Emile Bustani Seminar: "No country for young men (and women): Education, employment, and inequality in the Middle East and North Africa"
Tuesday, March 05, 2019 at 4:30pm to 6:00pm
Building E51, 325
70 MEMORIAL DR, Cambridge, MA 02142
"No country for young men (and women): Education, employment, and inequality in the Middle East and North Africa"
Professor of Economics, Virginia Tech
Nonresident Senior Fellow, Brookings Institution
Research Affiliate, Belfer Center, Harvard Kennedy School
Research Fellow, Economic Research Forum (ERF), Cairo
Worldwide, education offers better employment prospects and upward social mobility. These benefits have been the two pillars of the social contract in the post-independent Middle East between authoritarian governments, who promised education and government jobs, and the people they ruled. In the last two decades this “authoritarian bargain” has come largely undone as ever larger cohorts of university educated youth compete for a shrinking number of governments jobs. The failure of education in the Middle East in securing employment is well known: everywhere in the region, educated youth suffer from the highest rates of unemployment. Less well known is its failure as the main path to upward social mobility. In this talk, Salehi-Isfahani draws on a growing body of evidence on equality of opportunity in education in the Middle East to document and explain the twin failures of education to modernize Middle Eastern societies.
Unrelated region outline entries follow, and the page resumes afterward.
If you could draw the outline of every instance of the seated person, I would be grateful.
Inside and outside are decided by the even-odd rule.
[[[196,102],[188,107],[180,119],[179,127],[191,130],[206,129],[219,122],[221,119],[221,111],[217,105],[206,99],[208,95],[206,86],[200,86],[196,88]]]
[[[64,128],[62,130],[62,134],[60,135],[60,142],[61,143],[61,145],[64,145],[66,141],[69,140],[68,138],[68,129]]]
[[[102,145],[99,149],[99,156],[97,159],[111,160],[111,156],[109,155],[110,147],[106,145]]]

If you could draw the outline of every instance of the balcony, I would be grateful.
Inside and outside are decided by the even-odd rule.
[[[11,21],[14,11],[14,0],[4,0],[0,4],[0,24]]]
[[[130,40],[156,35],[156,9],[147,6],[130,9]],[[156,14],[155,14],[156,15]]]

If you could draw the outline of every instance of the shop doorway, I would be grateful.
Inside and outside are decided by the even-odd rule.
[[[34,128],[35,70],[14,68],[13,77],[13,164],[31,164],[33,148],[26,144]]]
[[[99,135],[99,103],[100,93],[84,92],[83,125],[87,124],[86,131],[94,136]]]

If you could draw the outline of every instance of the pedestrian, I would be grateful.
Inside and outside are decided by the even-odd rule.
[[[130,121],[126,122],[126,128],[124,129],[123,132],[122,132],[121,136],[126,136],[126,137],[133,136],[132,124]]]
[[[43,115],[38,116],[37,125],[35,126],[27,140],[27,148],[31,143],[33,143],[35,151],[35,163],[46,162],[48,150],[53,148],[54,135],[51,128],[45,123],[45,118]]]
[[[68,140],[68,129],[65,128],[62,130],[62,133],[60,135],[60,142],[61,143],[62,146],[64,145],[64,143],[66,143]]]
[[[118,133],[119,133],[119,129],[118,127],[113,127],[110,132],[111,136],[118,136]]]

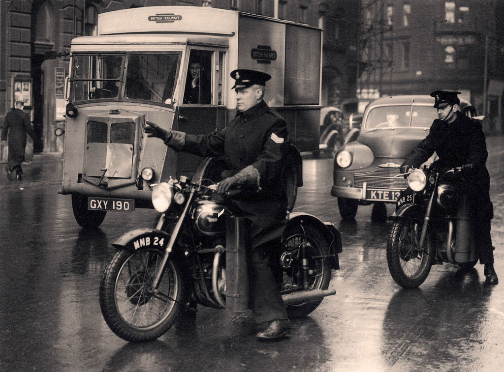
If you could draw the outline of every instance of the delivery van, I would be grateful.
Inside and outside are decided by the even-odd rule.
[[[320,29],[183,6],[105,13],[97,27],[96,36],[72,40],[65,81],[60,193],[72,195],[81,226],[99,226],[107,211],[151,208],[150,185],[192,176],[202,158],[148,137],[145,123],[193,134],[224,128],[236,113],[229,74],[236,68],[270,74],[266,103],[285,119],[299,151],[318,148]],[[191,94],[195,68],[199,89]]]

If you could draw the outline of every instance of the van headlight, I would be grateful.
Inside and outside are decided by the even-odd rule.
[[[415,169],[408,176],[408,186],[414,191],[421,191],[427,185],[427,176],[421,169]]]
[[[161,182],[152,188],[151,198],[156,210],[160,213],[166,212],[173,200],[173,190],[167,182]]]
[[[336,163],[342,168],[346,168],[352,164],[352,154],[344,150],[336,156]]]

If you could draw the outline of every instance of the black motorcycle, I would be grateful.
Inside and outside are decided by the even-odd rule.
[[[117,250],[101,279],[100,306],[124,340],[157,338],[196,304],[249,307],[246,221],[216,199],[208,178],[212,161],[204,161],[190,182],[181,176],[155,185],[152,203],[161,213],[156,228],[130,231],[112,244]],[[289,316],[305,316],[336,293],[328,288],[342,250],[332,224],[290,213],[275,270]]]
[[[433,264],[466,268],[478,261],[462,168],[438,171],[426,166],[408,176],[396,201],[387,247],[389,270],[403,288],[416,288]]]

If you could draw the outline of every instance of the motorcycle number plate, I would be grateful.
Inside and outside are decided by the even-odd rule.
[[[401,191],[397,190],[366,190],[366,199],[379,201],[395,201],[399,197]]]
[[[132,212],[135,210],[135,200],[90,196],[88,198],[88,210]]]

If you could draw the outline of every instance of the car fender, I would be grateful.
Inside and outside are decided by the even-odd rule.
[[[162,250],[168,244],[170,237],[169,234],[157,229],[137,229],[121,235],[112,246],[118,249],[132,252],[152,248]]]
[[[341,235],[338,229],[329,222],[323,222],[314,215],[302,212],[294,212],[289,215],[287,228],[296,224],[307,224],[319,229],[322,232],[326,241],[329,246],[329,256],[331,266],[334,270],[340,268],[338,253],[343,252],[341,245]]]

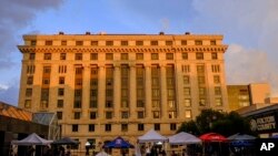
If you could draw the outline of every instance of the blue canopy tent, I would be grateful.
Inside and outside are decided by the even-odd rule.
[[[118,136],[112,142],[103,145],[103,148],[133,148],[135,146]]]

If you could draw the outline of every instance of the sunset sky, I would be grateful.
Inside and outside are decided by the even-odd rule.
[[[0,0],[0,101],[17,105],[22,35],[224,34],[227,84],[268,82],[278,96],[277,0]]]

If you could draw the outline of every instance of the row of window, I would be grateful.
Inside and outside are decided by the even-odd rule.
[[[182,60],[188,60],[188,53],[181,53]],[[52,53],[44,53],[43,60],[51,60]],[[120,54],[121,60],[129,60],[128,53]],[[159,53],[151,53],[151,60],[159,60]],[[173,60],[173,53],[166,53],[166,60]],[[217,60],[218,54],[217,52],[211,53],[211,60]],[[36,60],[36,53],[29,54],[29,60]],[[67,60],[67,53],[60,53],[60,60]],[[81,61],[83,60],[83,53],[76,53],[75,60]],[[90,53],[90,60],[98,60],[98,53]],[[106,53],[106,60],[113,60],[113,53]],[[143,53],[136,53],[136,60],[143,60]],[[196,60],[203,60],[203,53],[197,52]]]
[[[115,45],[115,41],[105,41],[106,45],[108,46],[112,46]],[[165,42],[163,44],[161,44],[161,42]],[[85,41],[75,41],[76,45],[80,46],[80,45],[85,45]],[[157,41],[157,40],[152,40],[150,41],[150,45],[173,45],[175,42],[171,40],[166,40],[166,41]],[[181,45],[188,45],[187,40],[180,40],[180,44]],[[202,45],[202,40],[195,40],[195,45]],[[210,41],[210,45],[216,45],[216,40],[211,40]],[[31,45],[37,45],[37,41],[36,40],[31,40]],[[44,41],[44,45],[53,45],[53,41],[52,40],[47,40]],[[60,42],[60,45],[68,45],[68,41],[67,40],[62,40]],[[90,41],[90,45],[92,46],[97,46],[100,45],[99,41]],[[122,46],[127,46],[130,45],[130,42],[127,40],[120,41],[120,45]],[[136,45],[146,45],[146,41],[136,41]]]
[[[121,124],[121,132],[128,132],[129,125],[128,124]],[[160,124],[153,124],[155,131],[160,131]],[[170,131],[177,131],[177,124],[171,123],[169,124],[169,129]],[[71,131],[72,132],[79,132],[79,125],[73,124],[71,125]],[[88,125],[88,132],[95,132],[96,131],[96,125],[95,124],[89,124]],[[111,132],[112,131],[112,124],[106,124],[105,125],[105,132]],[[133,131],[133,129],[132,129]],[[137,131],[145,131],[145,124],[138,124],[137,125]]]

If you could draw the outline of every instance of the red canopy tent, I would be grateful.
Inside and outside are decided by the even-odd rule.
[[[199,137],[202,142],[227,142],[228,139],[217,133],[206,133]]]

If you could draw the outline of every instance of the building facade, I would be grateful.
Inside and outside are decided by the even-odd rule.
[[[270,97],[268,83],[251,83],[246,85],[227,85],[229,111],[237,111],[255,104],[276,103]]]
[[[203,108],[228,111],[222,35],[23,35],[19,106],[56,112],[62,136],[131,143],[173,134]]]

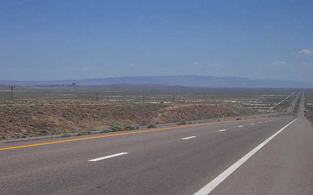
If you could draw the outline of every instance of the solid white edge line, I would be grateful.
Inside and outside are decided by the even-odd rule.
[[[197,137],[197,136],[192,136],[191,137],[185,137],[185,138],[181,138],[181,139],[184,140],[184,139],[191,139],[192,138],[195,138],[195,137]]]
[[[245,155],[238,161],[233,164],[231,166],[228,167],[227,169],[224,171],[222,173],[220,174],[218,176],[215,177],[213,180],[211,181],[209,183],[205,185],[203,188],[199,190],[193,195],[207,195],[212,190],[214,189],[219,184],[223,182],[225,179],[226,179],[230,174],[234,172],[237,169],[238,169],[240,166],[241,166],[245,162],[247,159],[250,158],[254,154],[264,146],[268,142],[270,141],[273,138],[275,137],[280,132],[283,131],[289,125],[291,124],[293,122],[297,120],[299,117],[298,117],[294,120],[292,120],[290,123],[288,123],[287,125],[281,128],[280,130],[276,132],[272,136],[270,136],[266,139],[264,141],[260,144],[258,146],[254,148],[252,150],[250,151],[248,154]]]
[[[107,158],[112,158],[112,157],[115,157],[115,156],[121,156],[121,155],[126,155],[127,154],[128,154],[128,153],[118,153],[118,154],[115,154],[115,155],[112,155],[107,156],[106,156],[101,157],[98,158],[92,159],[91,159],[91,160],[89,160],[88,161],[89,161],[95,162],[95,161],[103,160],[103,159],[107,159]]]

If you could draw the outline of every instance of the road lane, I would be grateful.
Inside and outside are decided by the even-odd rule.
[[[210,195],[312,195],[313,131],[309,123],[301,117],[291,125]]]

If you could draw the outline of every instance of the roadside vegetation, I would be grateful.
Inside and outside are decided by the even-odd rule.
[[[105,87],[17,87],[11,101],[7,86],[0,86],[0,139],[134,130],[173,122],[179,125],[221,118],[217,115],[221,113],[226,113],[226,118],[258,114],[270,107],[268,101],[276,103],[292,93],[284,89],[140,89],[139,93]],[[102,92],[97,102],[95,91]]]

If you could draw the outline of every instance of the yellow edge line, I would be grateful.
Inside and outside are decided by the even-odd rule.
[[[246,119],[244,119],[244,120],[241,120],[240,121],[243,121],[251,120],[255,120],[255,119],[259,119],[259,118],[260,118]],[[151,130],[144,130],[144,131],[136,131],[136,132],[134,132],[123,133],[121,133],[121,134],[111,134],[111,135],[106,135],[106,136],[93,136],[93,137],[79,138],[78,138],[78,139],[67,139],[67,140],[62,140],[62,141],[52,141],[52,142],[50,142],[41,143],[37,143],[37,144],[35,144],[24,145],[18,146],[10,147],[8,147],[8,148],[0,148],[0,151],[1,151],[1,150],[11,150],[11,149],[16,149],[16,148],[26,148],[26,147],[28,147],[43,146],[43,145],[44,145],[52,144],[55,144],[55,143],[69,142],[70,141],[79,141],[79,140],[86,140],[86,139],[95,139],[95,138],[96,138],[111,137],[111,136],[123,136],[123,135],[125,135],[134,134],[138,134],[138,133],[139,133],[150,132],[152,132],[152,131],[164,131],[164,130],[169,130],[169,129],[179,129],[179,128],[186,128],[186,127],[197,127],[197,126],[199,126],[207,125],[210,125],[210,124],[218,124],[218,123],[220,123],[220,124],[221,124],[221,123],[227,123],[227,122],[236,122],[236,121],[239,122],[239,121],[237,120],[229,120],[229,121],[224,121],[224,122],[209,122],[209,123],[206,123],[198,124],[197,124],[197,125],[185,125],[185,126],[180,126],[180,127],[168,127],[168,128],[162,128],[162,129],[151,129]]]

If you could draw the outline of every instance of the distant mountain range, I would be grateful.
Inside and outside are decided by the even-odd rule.
[[[126,77],[120,78],[90,78],[71,80],[77,85],[101,85],[112,84],[159,84],[180,85],[197,87],[262,87],[262,88],[312,88],[313,83],[293,80],[251,80],[244,78],[216,77],[197,75],[169,76]],[[0,81],[0,85],[64,85],[68,80],[52,81]]]

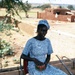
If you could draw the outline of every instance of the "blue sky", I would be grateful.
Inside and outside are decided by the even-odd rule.
[[[22,0],[23,2],[27,0]],[[28,0],[29,3],[55,3],[55,4],[72,4],[75,5],[75,0]]]

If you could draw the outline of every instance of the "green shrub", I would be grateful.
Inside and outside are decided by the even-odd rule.
[[[13,54],[13,49],[11,45],[5,40],[0,40],[0,57],[12,54]]]

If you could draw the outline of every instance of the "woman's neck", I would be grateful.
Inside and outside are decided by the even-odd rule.
[[[34,37],[35,39],[37,39],[37,40],[45,40],[45,37],[42,37],[42,36],[39,36],[39,35],[37,35],[37,36],[35,36]]]

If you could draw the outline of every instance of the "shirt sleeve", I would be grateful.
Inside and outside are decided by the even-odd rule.
[[[28,40],[25,47],[24,47],[24,50],[22,52],[22,54],[25,54],[25,55],[28,55],[28,53],[30,52],[31,50],[31,43],[30,41]]]
[[[53,53],[53,48],[50,40],[48,39],[48,55],[50,55],[51,53]]]

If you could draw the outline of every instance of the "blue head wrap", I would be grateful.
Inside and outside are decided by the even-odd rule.
[[[38,23],[38,25],[41,25],[41,24],[44,24],[47,27],[47,29],[50,28],[50,25],[49,25],[49,23],[48,23],[47,20],[40,20],[39,23]]]

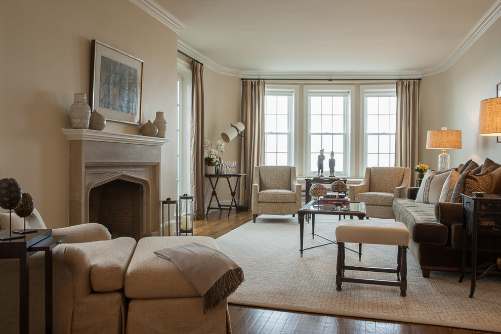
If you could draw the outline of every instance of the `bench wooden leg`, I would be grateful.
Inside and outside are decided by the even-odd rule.
[[[338,259],[336,265],[336,289],[341,290],[341,284],[343,282],[343,273],[344,271],[344,259],[343,256],[343,250],[345,249],[344,242],[338,243]]]
[[[407,291],[407,246],[402,246],[402,267],[400,268],[400,296],[405,297]]]

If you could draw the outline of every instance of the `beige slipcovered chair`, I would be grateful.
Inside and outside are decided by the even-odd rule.
[[[13,228],[22,220],[13,214]],[[47,228],[36,208],[27,228]],[[0,229],[9,228],[9,214],[0,212]],[[124,333],[128,300],[125,273],[136,240],[111,240],[103,225],[91,223],[53,229],[66,235],[53,250],[54,333]],[[0,332],[17,333],[19,321],[19,262],[0,260]],[[45,254],[29,258],[29,332],[45,332]]]
[[[410,186],[410,168],[367,167],[362,183],[350,187],[350,199],[365,202],[367,218],[392,219],[393,200],[406,198]]]
[[[301,207],[296,167],[257,166],[252,185],[253,220],[260,215],[293,215]]]

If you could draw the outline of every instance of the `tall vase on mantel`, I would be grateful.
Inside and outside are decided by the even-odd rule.
[[[75,93],[74,102],[70,107],[70,118],[73,129],[89,129],[91,107],[87,103],[87,94]]]
[[[156,137],[164,138],[167,136],[167,121],[165,120],[163,111],[157,111],[156,117],[153,121],[153,124],[156,126],[158,133]]]

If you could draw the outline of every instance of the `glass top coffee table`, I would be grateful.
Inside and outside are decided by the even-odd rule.
[[[316,248],[326,245],[330,245],[333,243],[337,243],[332,240],[328,239],[325,237],[319,235],[315,233],[315,215],[334,215],[339,216],[349,216],[350,219],[353,219],[354,217],[358,217],[359,219],[363,219],[365,217],[365,203],[363,202],[350,202],[349,207],[347,205],[347,208],[345,210],[338,210],[335,208],[324,208],[322,205],[317,204],[317,201],[312,200],[308,202],[304,206],[298,211],[298,217],[299,220],[299,231],[300,238],[301,238],[301,257],[303,257],[303,251],[306,249],[310,249],[312,248]],[[312,239],[315,238],[315,236],[320,237],[322,239],[325,239],[329,241],[326,243],[321,245],[303,248],[303,239],[304,235],[304,223],[305,217],[308,215],[311,216],[311,236]],[[358,252],[346,248],[358,254],[358,260],[360,261],[362,256],[362,244],[358,245]]]

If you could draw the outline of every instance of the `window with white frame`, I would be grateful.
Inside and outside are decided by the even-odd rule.
[[[291,165],[294,91],[266,89],[264,113],[264,163]]]
[[[305,90],[308,101],[308,173],[318,172],[317,157],[324,150],[323,174],[328,175],[331,152],[337,174],[348,170],[352,90]]]
[[[361,87],[364,110],[365,165],[395,165],[395,87]]]

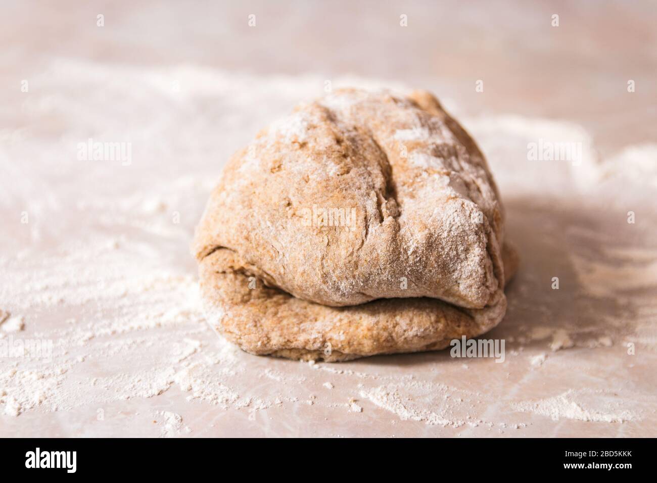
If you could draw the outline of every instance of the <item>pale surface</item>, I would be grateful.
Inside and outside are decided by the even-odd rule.
[[[0,436],[656,435],[653,4],[65,5],[0,16],[0,347],[53,344],[0,357]],[[327,80],[430,89],[487,156],[522,260],[504,363],[311,365],[206,327],[189,244],[222,163]],[[79,160],[90,137],[129,166]]]

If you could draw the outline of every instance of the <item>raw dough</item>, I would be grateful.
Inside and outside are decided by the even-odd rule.
[[[496,325],[518,264],[503,224],[484,156],[430,94],[343,89],[233,157],[193,250],[229,340],[346,360]]]

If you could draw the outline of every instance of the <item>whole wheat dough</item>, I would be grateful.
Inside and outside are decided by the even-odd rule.
[[[486,160],[435,98],[343,89],[231,159],[193,250],[229,340],[338,361],[495,327],[517,266],[503,237]]]

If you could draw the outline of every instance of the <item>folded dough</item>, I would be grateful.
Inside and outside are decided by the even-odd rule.
[[[347,360],[496,325],[518,261],[503,218],[483,155],[430,94],[342,89],[231,158],[193,250],[229,340]]]

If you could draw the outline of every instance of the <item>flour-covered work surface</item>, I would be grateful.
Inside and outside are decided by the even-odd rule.
[[[190,244],[231,154],[326,75],[62,52],[28,76],[23,51],[0,78],[0,436],[654,436],[657,141],[632,141],[634,117],[585,127],[478,108],[475,80],[463,101],[425,86],[486,156],[519,253],[481,337],[503,351],[296,361],[217,336]]]

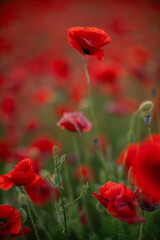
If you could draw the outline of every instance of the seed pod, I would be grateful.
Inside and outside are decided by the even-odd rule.
[[[139,106],[139,111],[142,113],[148,113],[152,110],[153,103],[151,101],[145,101]]]

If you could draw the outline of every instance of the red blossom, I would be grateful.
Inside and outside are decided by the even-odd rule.
[[[89,132],[92,128],[91,122],[81,112],[64,113],[58,126],[71,132],[77,132],[79,135]]]
[[[74,177],[78,181],[91,182],[96,178],[96,174],[92,166],[82,164],[74,169]]]
[[[94,192],[93,196],[114,217],[129,224],[144,222],[143,217],[138,213],[139,205],[134,193],[125,184],[109,181],[99,189],[99,192],[100,194]]]
[[[101,48],[110,42],[110,36],[95,27],[72,27],[68,29],[68,41],[83,56],[91,55],[103,60],[104,52]]]
[[[34,172],[32,160],[26,158],[18,163],[11,172],[0,175],[0,188],[8,190],[14,185],[23,186],[36,182],[38,179],[39,176]]]
[[[19,211],[9,205],[0,205],[0,236],[18,234],[21,226]]]
[[[139,148],[133,162],[133,177],[146,195],[160,201],[160,145],[156,140],[148,140]]]
[[[138,144],[137,143],[131,143],[129,144],[127,149],[122,150],[120,153],[120,157],[117,160],[118,165],[125,164],[125,167],[127,170],[130,169],[130,167],[133,165],[133,161],[136,157],[136,154],[138,152]]]
[[[28,226],[23,226],[18,234],[11,234],[11,239],[15,240],[18,237],[23,237],[29,235],[31,232],[31,228]]]
[[[135,196],[139,202],[141,209],[152,212],[158,208],[158,203],[155,202],[151,197],[144,194],[141,190],[137,189]]]

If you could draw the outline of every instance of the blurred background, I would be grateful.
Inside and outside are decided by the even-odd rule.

Djavad Salehi‐Isfahani received his PhD in Economics from Harvard University in 1977. He has taught at the University of Pennsylvania till 1984, before moving to Virginia Tech, where he is currently Professor of Economics. He is also a Nonresident Senior Fellow at the Global Economy and Development, the Brookings Institution, Research Affiliate of the Iran Project at the Belfer Center, Harvard Kennedy School, and Research Fellow at the Economic Research Forum (ERF) in Cairo. He has held visiting positions at the University of Oxford, the Brookings Institution, Harvard University, and Princeton University. He has served on the Board of Trustees of the Economic Research Forum in Cairo, the Middle East Economic Association, the International Iranian Economic Association, and as Associate Editor of the Middle East Development Journal. His current research is on economic inequality and economics of the family in the Middle East. His opinion pieces have appeared in Al Monitor, Brookings, Foreign Affairs, LA Times, Lobelog.com, the New York Times, and the Project Syndicate.